6. Nicht zuletzt müssten gemeinsam mit Partnern aus Politik, Wirtschaft, NGOs und Einzelnen, aus Rumänien, Deutschland oder der EU, Konzepte zur Rettung dieses Kulturerbes entwickelt werden.

Viele positive Beispiele

„In vieler Hinsicht sind wir da schon auf dem richtigen Weg“, meint der Vortragende zuversichtlich und verweist auf zahlreiche Musterbeispiele, hier werden nur einige angeführt:
- Das Kloster Maria Radna im Banat: Nur vor wenigen Jahren war die katholische Wallfahrtskirche in Lippa/Lipova eine Ruine, das Kloster 2003 wegen Mangel an Novizen aufgelöst. Doch am 1.3. 2012 wurde ein Vertrag zu ihrer Restaurierung zur Entwicklung des kulturellen Tourismus unterzeichnet – am 2. August 2015 fand die feierliche Segnung statt. Das Projekt wurde mit 10 Millionen Euro – ein großer Teil davon nicht zurückzuerstatten – von der EU finanziert.
- Banater ländlicher Barock: Längst sind die deutschen „Lebkuchenhäuser“ mit den schmucken Giebeln auf rumänische Besitzer übergegangen. Doch diese haben die typisch deutschen Giebel samt Inschriften von Erbauern und Instandsetzern weiter gepflegt.
- Der deutsche und der rumänische Staatspräsident tragen gemeinsam die Schirmherrschaft für die „Stiftung Kirchenburgen der Evangelischen Kirche A.B. in Rumänien“, um die vielfältige Kirchenburgenlandschaft in Siebenbürgen zu schützen.
- Die Wassertalbahnstiftung – mit deutscher und schweizerischer Beteiligung – zur Rettung und touristischen Nutzung der Wassertalbahn, einst von den Zipsern in Oberwischau/Vi{eu de Sus aufgebaut.
- Aber auch die ADZ als deutsche Minderheitenzeitung, einschließlich ihres „Deutschen Jahrbuchs“.

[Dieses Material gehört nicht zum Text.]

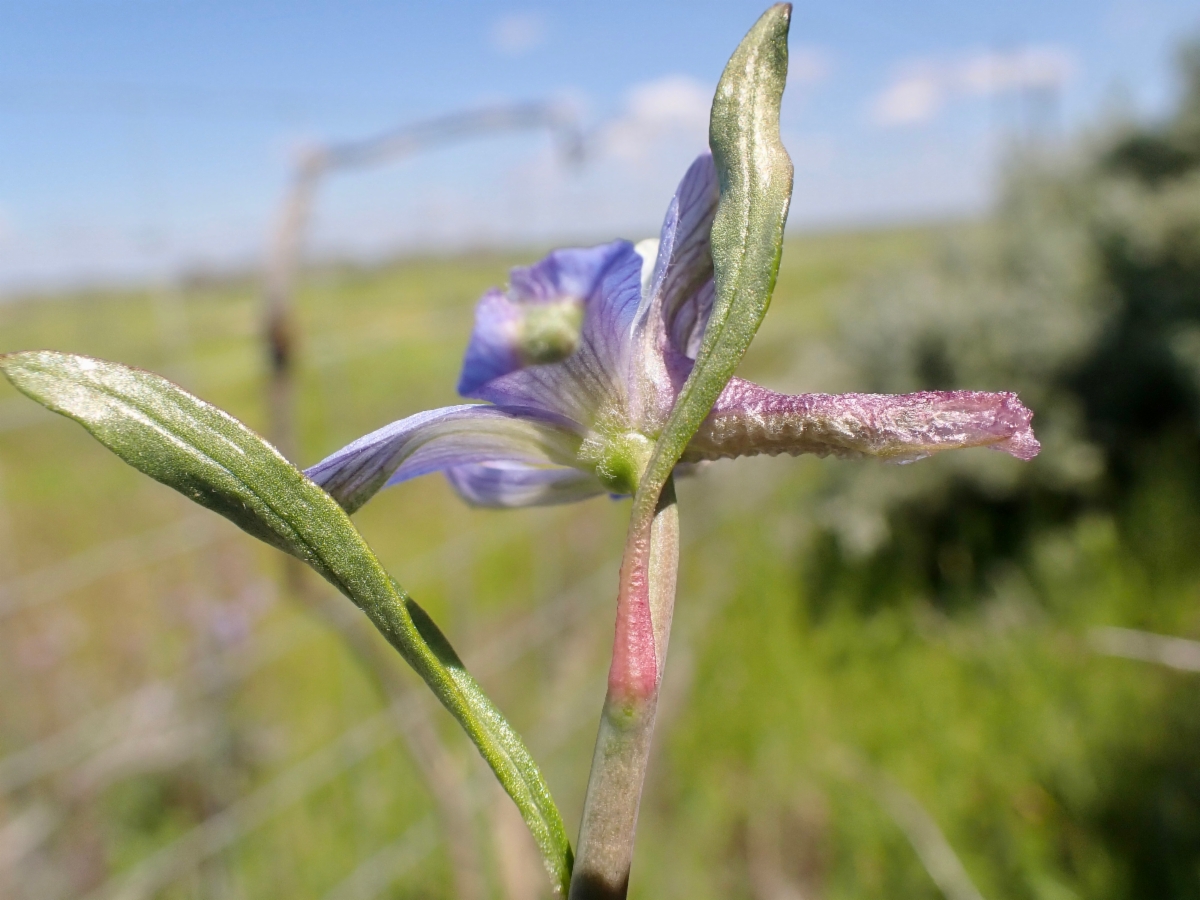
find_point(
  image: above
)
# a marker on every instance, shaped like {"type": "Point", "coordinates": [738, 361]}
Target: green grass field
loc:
{"type": "Point", "coordinates": [192, 714]}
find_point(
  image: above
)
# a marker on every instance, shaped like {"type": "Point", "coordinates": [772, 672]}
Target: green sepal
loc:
{"type": "Point", "coordinates": [216, 461]}
{"type": "Point", "coordinates": [748, 233]}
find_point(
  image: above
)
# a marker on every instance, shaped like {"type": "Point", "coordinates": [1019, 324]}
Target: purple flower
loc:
{"type": "Point", "coordinates": [581, 359]}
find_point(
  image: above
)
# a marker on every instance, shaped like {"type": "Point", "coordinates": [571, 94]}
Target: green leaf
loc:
{"type": "Point", "coordinates": [216, 461]}
{"type": "Point", "coordinates": [748, 234]}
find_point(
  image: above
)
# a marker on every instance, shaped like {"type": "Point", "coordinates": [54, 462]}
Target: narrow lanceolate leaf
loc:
{"type": "Point", "coordinates": [213, 459]}
{"type": "Point", "coordinates": [748, 234]}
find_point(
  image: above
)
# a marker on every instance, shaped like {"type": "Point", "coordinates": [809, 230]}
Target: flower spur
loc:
{"type": "Point", "coordinates": [581, 359]}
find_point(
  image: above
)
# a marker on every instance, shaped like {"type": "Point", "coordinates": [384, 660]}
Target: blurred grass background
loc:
{"type": "Point", "coordinates": [868, 660]}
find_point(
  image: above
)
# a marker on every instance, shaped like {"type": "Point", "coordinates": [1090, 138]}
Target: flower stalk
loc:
{"type": "Point", "coordinates": [645, 607]}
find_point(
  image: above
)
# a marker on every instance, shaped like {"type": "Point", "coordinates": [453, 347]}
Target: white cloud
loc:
{"type": "Point", "coordinates": [808, 66]}
{"type": "Point", "coordinates": [911, 99]}
{"type": "Point", "coordinates": [989, 73]}
{"type": "Point", "coordinates": [922, 89]}
{"type": "Point", "coordinates": [673, 108]}
{"type": "Point", "coordinates": [516, 34]}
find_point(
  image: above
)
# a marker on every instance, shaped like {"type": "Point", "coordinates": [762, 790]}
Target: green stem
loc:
{"type": "Point", "coordinates": [627, 725]}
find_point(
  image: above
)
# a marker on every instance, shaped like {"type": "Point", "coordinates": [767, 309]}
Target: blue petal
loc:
{"type": "Point", "coordinates": [593, 377]}
{"type": "Point", "coordinates": [441, 439]}
{"type": "Point", "coordinates": [508, 485]}
{"type": "Point", "coordinates": [681, 289]}
{"type": "Point", "coordinates": [563, 276]}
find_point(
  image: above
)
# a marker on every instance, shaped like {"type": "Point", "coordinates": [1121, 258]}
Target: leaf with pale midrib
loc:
{"type": "Point", "coordinates": [216, 461]}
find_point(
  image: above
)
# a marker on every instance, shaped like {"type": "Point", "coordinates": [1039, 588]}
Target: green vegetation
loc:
{"type": "Point", "coordinates": [845, 629]}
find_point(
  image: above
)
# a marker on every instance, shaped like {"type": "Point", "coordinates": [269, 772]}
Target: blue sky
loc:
{"type": "Point", "coordinates": [141, 137]}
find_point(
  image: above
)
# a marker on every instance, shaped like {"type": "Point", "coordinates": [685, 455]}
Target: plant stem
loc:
{"type": "Point", "coordinates": [627, 725]}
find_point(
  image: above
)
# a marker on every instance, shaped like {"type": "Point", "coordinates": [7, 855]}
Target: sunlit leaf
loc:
{"type": "Point", "coordinates": [216, 461]}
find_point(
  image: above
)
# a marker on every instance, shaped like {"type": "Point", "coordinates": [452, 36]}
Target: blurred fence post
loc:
{"type": "Point", "coordinates": [317, 162]}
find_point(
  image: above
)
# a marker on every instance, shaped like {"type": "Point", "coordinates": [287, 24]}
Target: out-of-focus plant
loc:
{"type": "Point", "coordinates": [1081, 293]}
{"type": "Point", "coordinates": [601, 371]}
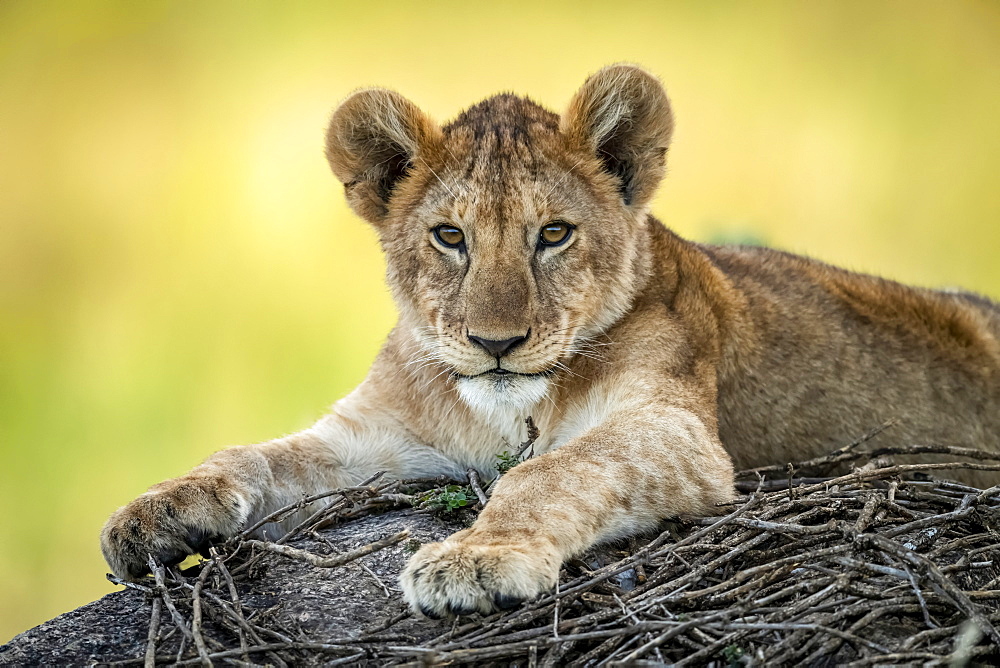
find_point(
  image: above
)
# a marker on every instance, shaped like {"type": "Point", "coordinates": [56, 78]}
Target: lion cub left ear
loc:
{"type": "Point", "coordinates": [622, 115]}
{"type": "Point", "coordinates": [374, 138]}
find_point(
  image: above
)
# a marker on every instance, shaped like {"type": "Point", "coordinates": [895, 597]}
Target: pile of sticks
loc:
{"type": "Point", "coordinates": [880, 566]}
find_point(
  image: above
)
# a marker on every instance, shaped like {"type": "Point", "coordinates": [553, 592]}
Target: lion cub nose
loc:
{"type": "Point", "coordinates": [498, 348]}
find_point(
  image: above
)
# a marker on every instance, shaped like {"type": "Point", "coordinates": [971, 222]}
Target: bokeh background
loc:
{"type": "Point", "coordinates": [179, 272]}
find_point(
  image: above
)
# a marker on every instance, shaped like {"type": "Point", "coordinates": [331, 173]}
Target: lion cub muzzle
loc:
{"type": "Point", "coordinates": [499, 348]}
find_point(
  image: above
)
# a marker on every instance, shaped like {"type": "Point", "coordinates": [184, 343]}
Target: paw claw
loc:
{"type": "Point", "coordinates": [460, 577]}
{"type": "Point", "coordinates": [176, 519]}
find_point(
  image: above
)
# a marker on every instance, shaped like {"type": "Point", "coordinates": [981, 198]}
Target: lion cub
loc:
{"type": "Point", "coordinates": [531, 280]}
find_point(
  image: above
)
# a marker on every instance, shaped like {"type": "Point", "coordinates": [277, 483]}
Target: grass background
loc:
{"type": "Point", "coordinates": [179, 272]}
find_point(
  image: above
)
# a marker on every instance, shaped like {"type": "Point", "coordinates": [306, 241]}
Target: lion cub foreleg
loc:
{"type": "Point", "coordinates": [237, 486]}
{"type": "Point", "coordinates": [618, 478]}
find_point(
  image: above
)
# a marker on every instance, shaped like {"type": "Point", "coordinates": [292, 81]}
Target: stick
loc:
{"type": "Point", "coordinates": [330, 562]}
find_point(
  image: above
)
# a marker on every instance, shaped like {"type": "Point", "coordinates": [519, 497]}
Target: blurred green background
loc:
{"type": "Point", "coordinates": [179, 272]}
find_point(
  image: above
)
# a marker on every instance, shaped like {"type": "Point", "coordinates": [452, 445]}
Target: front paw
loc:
{"type": "Point", "coordinates": [172, 520]}
{"type": "Point", "coordinates": [461, 576]}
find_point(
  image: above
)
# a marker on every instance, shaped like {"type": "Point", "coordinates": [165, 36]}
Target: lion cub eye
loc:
{"type": "Point", "coordinates": [449, 236]}
{"type": "Point", "coordinates": [555, 233]}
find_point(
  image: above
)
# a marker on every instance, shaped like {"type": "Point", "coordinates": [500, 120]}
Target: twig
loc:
{"type": "Point", "coordinates": [330, 562]}
{"type": "Point", "coordinates": [154, 631]}
{"type": "Point", "coordinates": [476, 487]}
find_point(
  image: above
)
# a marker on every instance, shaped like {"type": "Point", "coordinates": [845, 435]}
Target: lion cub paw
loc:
{"type": "Point", "coordinates": [172, 520]}
{"type": "Point", "coordinates": [459, 577]}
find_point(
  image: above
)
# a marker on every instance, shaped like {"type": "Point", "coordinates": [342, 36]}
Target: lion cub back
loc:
{"type": "Point", "coordinates": [830, 354]}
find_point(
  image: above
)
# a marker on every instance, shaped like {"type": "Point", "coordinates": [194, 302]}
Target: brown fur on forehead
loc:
{"type": "Point", "coordinates": [505, 115]}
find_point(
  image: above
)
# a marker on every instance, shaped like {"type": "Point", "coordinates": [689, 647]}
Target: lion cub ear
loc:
{"type": "Point", "coordinates": [622, 115]}
{"type": "Point", "coordinates": [374, 137]}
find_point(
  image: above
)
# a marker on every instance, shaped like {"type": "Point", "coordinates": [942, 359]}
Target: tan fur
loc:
{"type": "Point", "coordinates": [650, 364]}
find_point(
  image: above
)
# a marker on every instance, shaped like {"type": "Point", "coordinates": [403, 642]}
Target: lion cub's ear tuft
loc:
{"type": "Point", "coordinates": [374, 138]}
{"type": "Point", "coordinates": [622, 115]}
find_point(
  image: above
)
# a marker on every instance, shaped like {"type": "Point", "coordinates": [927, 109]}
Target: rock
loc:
{"type": "Point", "coordinates": [307, 603]}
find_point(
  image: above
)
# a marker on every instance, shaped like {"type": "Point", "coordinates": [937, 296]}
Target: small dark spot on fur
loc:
{"type": "Point", "coordinates": [505, 602]}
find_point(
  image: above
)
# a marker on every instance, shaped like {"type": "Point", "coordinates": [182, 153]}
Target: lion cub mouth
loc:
{"type": "Point", "coordinates": [501, 387]}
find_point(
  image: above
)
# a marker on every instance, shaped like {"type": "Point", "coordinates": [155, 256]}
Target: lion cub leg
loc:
{"type": "Point", "coordinates": [235, 487]}
{"type": "Point", "coordinates": [619, 478]}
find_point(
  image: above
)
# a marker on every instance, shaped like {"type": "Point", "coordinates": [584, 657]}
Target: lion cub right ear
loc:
{"type": "Point", "coordinates": [374, 138]}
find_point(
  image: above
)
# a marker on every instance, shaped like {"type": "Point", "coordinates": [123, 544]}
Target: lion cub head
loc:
{"type": "Point", "coordinates": [512, 234]}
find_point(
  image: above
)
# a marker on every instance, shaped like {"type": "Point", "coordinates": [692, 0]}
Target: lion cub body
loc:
{"type": "Point", "coordinates": [531, 280]}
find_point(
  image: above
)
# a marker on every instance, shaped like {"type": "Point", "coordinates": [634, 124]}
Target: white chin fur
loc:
{"type": "Point", "coordinates": [489, 394]}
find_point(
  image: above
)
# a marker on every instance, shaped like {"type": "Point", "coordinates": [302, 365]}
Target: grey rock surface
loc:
{"type": "Point", "coordinates": [310, 604]}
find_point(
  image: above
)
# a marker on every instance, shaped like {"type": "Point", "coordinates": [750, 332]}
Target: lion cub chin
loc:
{"type": "Point", "coordinates": [531, 280]}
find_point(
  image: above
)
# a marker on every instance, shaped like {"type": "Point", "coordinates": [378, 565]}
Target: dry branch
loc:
{"type": "Point", "coordinates": [872, 567]}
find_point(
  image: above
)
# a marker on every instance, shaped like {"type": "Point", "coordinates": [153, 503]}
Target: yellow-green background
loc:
{"type": "Point", "coordinates": [178, 270]}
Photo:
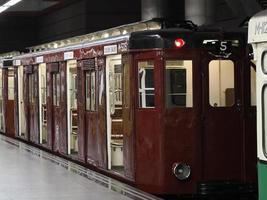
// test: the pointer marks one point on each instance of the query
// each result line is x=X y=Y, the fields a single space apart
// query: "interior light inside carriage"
x=179 y=43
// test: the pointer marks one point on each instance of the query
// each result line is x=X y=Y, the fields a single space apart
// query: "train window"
x=43 y=88
x=118 y=84
x=146 y=84
x=90 y=79
x=56 y=89
x=264 y=62
x=264 y=119
x=179 y=91
x=31 y=88
x=10 y=84
x=221 y=83
x=252 y=86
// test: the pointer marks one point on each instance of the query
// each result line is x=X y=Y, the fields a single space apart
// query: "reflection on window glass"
x=73 y=87
x=118 y=84
x=10 y=84
x=221 y=83
x=252 y=86
x=264 y=62
x=31 y=89
x=43 y=88
x=90 y=92
x=178 y=75
x=56 y=89
x=146 y=84
x=1 y=85
x=264 y=118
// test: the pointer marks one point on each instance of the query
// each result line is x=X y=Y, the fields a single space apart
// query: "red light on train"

Freilich gibt es auch Negativbeispiele: verfallende, nicht mehr zu rettende Kirchenburgen wie in Senndorf/Jelna oder Wermesch/Verme{. Was tun, wenn Gebäude aufgrund demografischer Veränderungen nicht mehr genutzt werden? Eine mögliche Lösung ist die Übernahme durch andere Gemeinschaften, wie dies im Falle von 23 evangelischen Kirchengebäuden durch die orthodoxe Kirche geschehen ist. Die Kirchen sind in gutem Zustand, beweist Göbbel anhand mehrerer Bilder. Sie werden für orthodoxe Gottesdienste genutzt, der Denkmalschutz verbot allerdings deren Innenbemalung. „Unsere orthodoxen Christen haben in Nordsiebenbürgen sogar gelernt, im Gottesdienst zu sitzen, weil die Bänke schon da waren“, schmunzelt der Vortragende. In einigen Fällen haben Nachfolger Gedenktafeln für die Vorbesitzer angebracht, zweisprachig, oder ursprüngliche deutsche Sprüche über dem Kircheneingang belassen und restauriert.

Beispiele:
- Tschippendorf/Cepari: Der Eingangsspruch über der Kirche wurde belassen, die Grabsteine des verlassenen deutschen Friedhofs wieder aufgerichtet.
- Bistritz/Bistriţa: Einst sächsische Gemeindesäle sind heute Kulturhaus.
- Botsch/Batoş: Eine zweisprachige Gedenktafel erinnert an die einst im Dorf lebenden Deutschen.
Als strahlendes Beispiel bezeichnet Göbbel die Restaurierung der Kirche von Mönchsdorf/Herina durch den rumänischen Staat, plus Geldern der Siebenbürgisch-Sächsischen Stiftung und von aus Kanada ausgewanderten Sachsen. Aber auch die Wiederinstandsetzung der 2008 durch einen Brand stark beschädigten evangelischen Kirche in Bistritz: 250.000 Euro waren gesammelt worden, über zwei Millionen Euro hat die Stadt Bistritz investiert. Heute ist die Kirche die einzige in Rumänien mit einem spektakulären touristischen Panoramalift in den Glockenturm. „Die Rumänen in Bistritz sind stolz auf die deutschen Vorfahren“, freut sich Göbbel, der selbst aus dem Bistritzer Dorf Jaad stammt und diesen genauso als Zuhause betrachtet wie Nürnberg.

Wie das Geheimnis erfolgreichen, gemeinsamen Denkmalschutzes lautet? Horst Göbbel projiziert es in Form zweier Sinnsprüche an die Wand: „Was man kennt, das schätzt man, was man schätzt, das schützt man“. Aber auch, passend zum Veranstaltungsort: „Was man nicht aufgibt, hat man nie verloren“ (Schiller).